The fine-tuning process is iterative—you can refine a metric multiple times until the configuration matches your requirements. Each refinement builds on the previous configuration, allowing you to progressively adjust the metric settings through natural language conversation with the agent.
After reviewing all metrics, click Continue to proceed to the Query Specifications tab.
Query Specifications tab
The Query Specifications tab provides a final review of all configured metrics before creating the health source. This tab has two panels:

Left panel - Queries list: Shows all configured metrics as a scrollable list. Each entry displays:
- Metric identifier
- Raw metric name from your observability platform
Click any metric in the list to view its details in the right panel.
Right panel - Query details: When you select a metric from the list, the right panel shows:
- Query: The complete query string
- Group Name: Category the metric belongs to
- Metric Name: Display name
- Risk Category: Classification type
- SII Field: Service instance identifier field
Review sample data
For metrics with sample data, you can click Fetch Records to see a preview graph showing actual data points. The graph displays recent values for the metric, helping you verify that the query returns the expected data.

If sample data doesn't appear or looks incorrect, navigate back to the Metric Review tab using the tab navigation at the top to fine-tune the metric configuration.
Once you've reviewed all query specifications, click Submit to create the health source. The health source now appears in your Health Sources list and is ready to use in AI Verify step configurations.

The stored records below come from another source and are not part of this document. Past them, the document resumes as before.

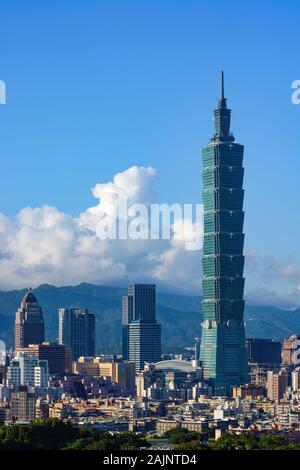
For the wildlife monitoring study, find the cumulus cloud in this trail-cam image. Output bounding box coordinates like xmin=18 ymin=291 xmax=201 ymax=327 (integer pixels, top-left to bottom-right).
xmin=245 ymin=250 xmax=300 ymax=308
xmin=0 ymin=166 xmax=201 ymax=291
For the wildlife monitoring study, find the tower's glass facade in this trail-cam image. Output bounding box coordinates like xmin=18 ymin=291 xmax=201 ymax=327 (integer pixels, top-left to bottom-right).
xmin=200 ymin=72 xmax=248 ymax=395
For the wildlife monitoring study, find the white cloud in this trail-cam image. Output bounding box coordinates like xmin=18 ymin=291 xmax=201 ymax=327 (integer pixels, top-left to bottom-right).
xmin=0 ymin=166 xmax=300 ymax=306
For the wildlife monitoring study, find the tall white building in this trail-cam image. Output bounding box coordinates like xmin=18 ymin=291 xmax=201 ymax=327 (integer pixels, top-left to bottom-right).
xmin=7 ymin=352 xmax=49 ymax=388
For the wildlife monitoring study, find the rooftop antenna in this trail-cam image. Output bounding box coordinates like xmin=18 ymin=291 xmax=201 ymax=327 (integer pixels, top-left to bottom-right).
xmin=221 ymin=70 xmax=224 ymax=100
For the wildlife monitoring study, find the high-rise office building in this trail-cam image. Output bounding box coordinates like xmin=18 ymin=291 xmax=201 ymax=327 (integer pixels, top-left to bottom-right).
xmin=7 ymin=352 xmax=49 ymax=388
xmin=282 ymin=335 xmax=300 ymax=366
xmin=10 ymin=386 xmax=35 ymax=423
xmin=19 ymin=342 xmax=72 ymax=374
xmin=247 ymin=338 xmax=281 ymax=365
xmin=267 ymin=369 xmax=288 ymax=402
xmin=200 ymin=72 xmax=248 ymax=395
xmin=15 ymin=288 xmax=44 ymax=350
xmin=58 ymin=308 xmax=95 ymax=361
xmin=122 ymin=284 xmax=161 ymax=371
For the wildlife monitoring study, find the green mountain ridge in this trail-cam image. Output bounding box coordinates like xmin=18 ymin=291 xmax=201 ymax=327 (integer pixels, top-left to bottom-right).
xmin=0 ymin=283 xmax=300 ymax=353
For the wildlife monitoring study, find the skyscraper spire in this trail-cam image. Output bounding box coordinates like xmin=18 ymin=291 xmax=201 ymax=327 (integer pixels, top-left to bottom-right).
xmin=218 ymin=70 xmax=227 ymax=109
xmin=221 ymin=70 xmax=224 ymax=100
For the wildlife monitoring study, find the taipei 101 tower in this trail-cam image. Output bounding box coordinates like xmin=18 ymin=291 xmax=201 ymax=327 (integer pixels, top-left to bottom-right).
xmin=200 ymin=72 xmax=248 ymax=395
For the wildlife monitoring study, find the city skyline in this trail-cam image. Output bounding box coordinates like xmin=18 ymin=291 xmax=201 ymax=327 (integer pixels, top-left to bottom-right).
xmin=0 ymin=1 xmax=300 ymax=308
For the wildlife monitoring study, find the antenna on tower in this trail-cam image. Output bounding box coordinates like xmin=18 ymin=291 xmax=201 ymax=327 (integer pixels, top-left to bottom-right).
xmin=221 ymin=70 xmax=224 ymax=100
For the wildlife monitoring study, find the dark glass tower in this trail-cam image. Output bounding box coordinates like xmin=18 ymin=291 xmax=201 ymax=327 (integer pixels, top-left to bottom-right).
xmin=15 ymin=288 xmax=44 ymax=350
xmin=200 ymin=72 xmax=248 ymax=395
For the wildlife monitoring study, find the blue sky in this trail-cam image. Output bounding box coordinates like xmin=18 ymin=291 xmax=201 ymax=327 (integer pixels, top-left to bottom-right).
xmin=0 ymin=0 xmax=300 ymax=306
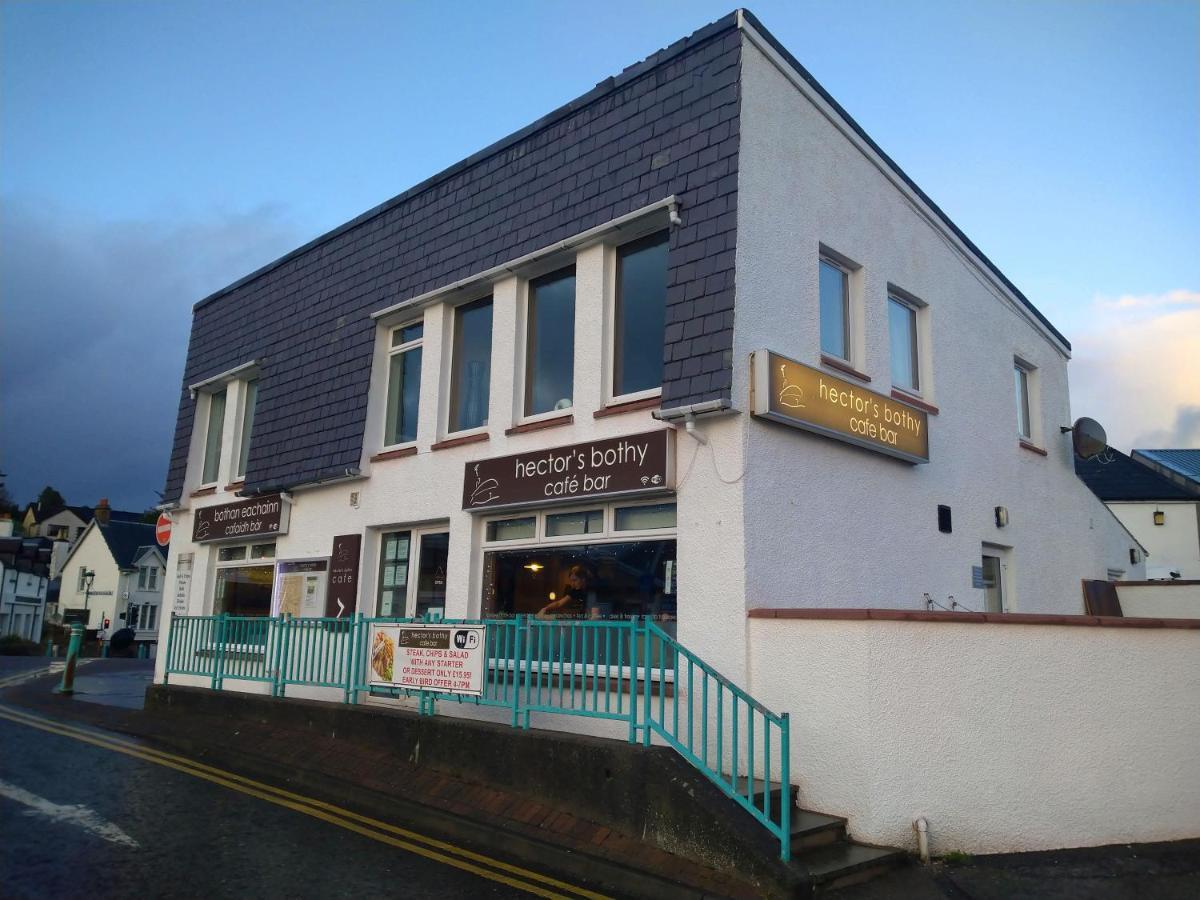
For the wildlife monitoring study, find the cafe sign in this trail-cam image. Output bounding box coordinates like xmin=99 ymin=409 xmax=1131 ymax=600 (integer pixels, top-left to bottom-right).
xmin=192 ymin=493 xmax=290 ymax=544
xmin=462 ymin=428 xmax=674 ymax=510
xmin=750 ymin=350 xmax=929 ymax=463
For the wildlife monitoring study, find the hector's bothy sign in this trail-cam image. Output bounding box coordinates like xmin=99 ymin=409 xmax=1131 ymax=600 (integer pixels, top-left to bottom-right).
xmin=462 ymin=428 xmax=674 ymax=510
xmin=750 ymin=350 xmax=929 ymax=462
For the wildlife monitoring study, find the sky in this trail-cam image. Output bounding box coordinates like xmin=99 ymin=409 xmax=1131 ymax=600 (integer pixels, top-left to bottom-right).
xmin=0 ymin=0 xmax=1200 ymax=509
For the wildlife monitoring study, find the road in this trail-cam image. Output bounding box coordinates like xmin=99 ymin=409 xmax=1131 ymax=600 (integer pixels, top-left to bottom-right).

Handle metric configuration failures
During the Metric Review tab waterfall process, individual metrics may fail to configure if:
- The observability platform doesn't have recent data for the metric
- Query validation fails due to incorrect tag filters
- The metric was deprecated or removed from your observability platform
If some metrics fail:
- Metrics that configured successfully appear in the Query Specifications tab
- Failed metrics show error details in their Agent Events timeline
- You can proceed with the successfully configured metrics by clicking Continue
- Alternatively, navigate back to Metric Review to fine-tune failed metrics with different parameters
If all metrics fail to configure:
- The Continue button remains disabled on the Metric Review tab
- Review the Agent Events for each metric to understand why configuration failed
- Common solutions include adjusting your service context to better match available metrics or selecting different metric categories
You can also choose Manual Setup from the Overview tab if the AI-assisted approach cannot find appropriate metrics for your use case.
Use the health source in AI Verify step
After creating an AI-assisted health source, reference it in your AI Verify step configuration just like any other health source. Add the health source identifier to the Health Source Refs field in your pipeline's AI Verify step.
The AI Verify step uses the metrics configured by the Configuration Agent to analyze deployment health. Each metric runs through the AI analysis pipeline during verification, using the queries the Configuration Agent established.